The Snowden revelations seem to be in the spotlight to stay, but do they make us any wiser about what is really going on in the world of intelligence gathering and sharing? And are we focusing too much on them?
Last week’s Snowden morsel was that Sweden allegedly has been a most valuable ally to the United States, with its own version of the NSA and FRA, providing unique intelligence on Russia in exchange for other valuable information.
The pattern of revelation, outrage, and debate has become a familiar one by now. The public has been introduced to various alliances, relationships, agencies, and electronic networks they might not have been aware of, but what have we actually learned beyond the headlines?
“I’m not sure that the public is all that more enlightened about how intelligence works,” said professor Rhodri Jeffreys-Jones, professor emeritus of history at the University of Edinburgh, Scotland, and author of the book “In Spies We Trust: The Story of Western Intelligence,” (2013).
As a historian, he thinks people should be aware of the fact that intelligence gathering is something that has been going on since at least World War l. While leaders may act shocked today, they probably have a good idea of what is going on, including the fact that someone may be listening to their phone calls.
“[German Counselor Angela] Merkel was probably more annoyed at being made to look naive and foolish,” he said.
What has changed over time is the means of communication and the amount of data. While agents once tapped into the Atlantic cable for telegraph communication, we now have a global fiber-optic network relaying unimaginable amounts of data from one end of the world to the other. All of it is monitored by intelligence agencies of different countries with different laws and regulations. On top of that, they all have different agreements with other countries on what to share. It is a very complex situation.
The big change for ordinary citizens is that with the advent of the Internet, they are being monitored as well—not just military and political leaders. It is a reasonable fear, as information mopped up wholesale from the Internet could be very damaging if used against individual citizens to blackmail them or hinder their careers.
“It strikes a chord with people, and therefore they have been prepared to listen to Snowden,” Jeffreys-Jones said.
But the confusing situation and the emotional responses have also created one of the great misconceptions of the Snowden era, namely that everyone is being listened in on, according to Joseph Wippl, professor of international relations at Boston University, and a former CIA officer.
“A huge amount of data is collected, but no one looks at it; it’s basically data on a shelf,” Wippl said. “There is no manpower for that. Only when there are indications of terrorism, organized crime or [weapons] proliferation will anyone look at it.”

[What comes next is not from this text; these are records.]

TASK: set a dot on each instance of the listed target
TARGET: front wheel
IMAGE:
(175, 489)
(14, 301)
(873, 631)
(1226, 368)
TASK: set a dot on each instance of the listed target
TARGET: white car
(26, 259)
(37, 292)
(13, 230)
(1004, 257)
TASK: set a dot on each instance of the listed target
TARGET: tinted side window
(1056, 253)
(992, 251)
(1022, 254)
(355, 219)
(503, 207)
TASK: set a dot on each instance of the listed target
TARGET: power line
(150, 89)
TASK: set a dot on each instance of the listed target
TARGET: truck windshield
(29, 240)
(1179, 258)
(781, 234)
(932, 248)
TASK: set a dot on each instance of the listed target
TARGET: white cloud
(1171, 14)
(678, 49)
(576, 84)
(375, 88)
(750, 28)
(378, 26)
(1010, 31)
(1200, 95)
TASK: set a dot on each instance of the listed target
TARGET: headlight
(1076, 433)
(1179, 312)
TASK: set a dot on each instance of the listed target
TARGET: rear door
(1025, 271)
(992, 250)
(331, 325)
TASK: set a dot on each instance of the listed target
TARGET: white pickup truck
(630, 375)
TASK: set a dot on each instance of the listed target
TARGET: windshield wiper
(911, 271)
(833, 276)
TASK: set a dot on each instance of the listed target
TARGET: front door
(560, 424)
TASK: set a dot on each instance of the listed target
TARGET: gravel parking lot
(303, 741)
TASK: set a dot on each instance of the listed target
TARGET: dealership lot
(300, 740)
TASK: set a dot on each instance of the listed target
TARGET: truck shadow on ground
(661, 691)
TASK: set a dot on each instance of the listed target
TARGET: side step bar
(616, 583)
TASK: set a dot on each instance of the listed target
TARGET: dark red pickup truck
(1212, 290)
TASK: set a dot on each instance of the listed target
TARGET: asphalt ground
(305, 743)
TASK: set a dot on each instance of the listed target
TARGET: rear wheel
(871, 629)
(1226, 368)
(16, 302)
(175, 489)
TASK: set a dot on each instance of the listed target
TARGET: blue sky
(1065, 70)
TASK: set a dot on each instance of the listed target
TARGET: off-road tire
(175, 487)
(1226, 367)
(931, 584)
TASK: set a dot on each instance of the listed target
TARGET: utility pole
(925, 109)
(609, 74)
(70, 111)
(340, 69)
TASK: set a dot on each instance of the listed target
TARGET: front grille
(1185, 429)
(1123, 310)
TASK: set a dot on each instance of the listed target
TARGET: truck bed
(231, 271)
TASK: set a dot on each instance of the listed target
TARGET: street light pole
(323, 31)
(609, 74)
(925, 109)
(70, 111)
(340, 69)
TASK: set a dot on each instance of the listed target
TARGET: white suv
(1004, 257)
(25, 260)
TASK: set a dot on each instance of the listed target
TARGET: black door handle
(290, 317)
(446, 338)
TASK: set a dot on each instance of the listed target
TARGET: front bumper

Professor Wippl also believes that the public doesn’t understand how extensive intelligence cooperation between countries is, depending on the closeness of their partnership.
“They are in contact literally every day of the week, discussing various issues,” he said, and added that there is even collaboration on certain levels between the West and countries that are not considered close partners, such as Russia, when it comes to issues like terrorism and proliferation.
The enormous focus on signals intelligence has also drawn attention away from other forms of intelligence gathering on the rise, such as satellites and drones, Jeffreys-Jones thinks. The French satellite program, for instance, is reaching a point where they will no longer be dependent on the United States for imaging. Meanwhile, more countries are increasing or building their own drone capacity.
Furthermore, the oldest of intelligence gathering tools—human beings—will remain important.
“That goes on many levels,” Wippl said. “From confidential relationships to traditional paid agents providing you intelligence on something.”
Signals intelligence may be a good tool for fighting terrorism and organized crime, but over time, human relationships may prove far more important for a country’s direction, as it is often not a question of knowing what is going on right now as much as what will happen down the line. This takes human relationships and human analysis—and time.
“Who is going to be a friend 20 years from now?” Wippl said “Is it important for the United States to really understand a country like Mexico, with which we share a 2,000-mile border? Unless you’re prepared to gather intelligence now on important people, countries, regions, and issues, you won’t have that intelligence when you need it 20 years from now.”
Lessons From History
But the importance of signals intelligence leaks should not be underestimated. Rhodri Jeffreys-Jones provides a historical parallel to the Snowden affair: Herbert Yardley was an American cryptologist who led the NSA forerunner the Black Chamber. The Black Chamber broke Japanese diplomatic codes in the 1920s, furnishing U.S. negotiators with important information during the Washington Naval Conference of 1921. After the organization was closed down, however, Yardley proceeded to write about this affair in his memoirs, thus making it public.
“The Japanese were deeply offended, much like [European countries, like Germany] today,” Jeffreys-Jones said.
One possible consequence of this was that Japan took a more military stance, as witnessed by the invasion of Manchuria in 1931. The alienation between the United States and Japan grew, and culminated in the attack on Pearl Harbor a decade later—a sobering lesson from history.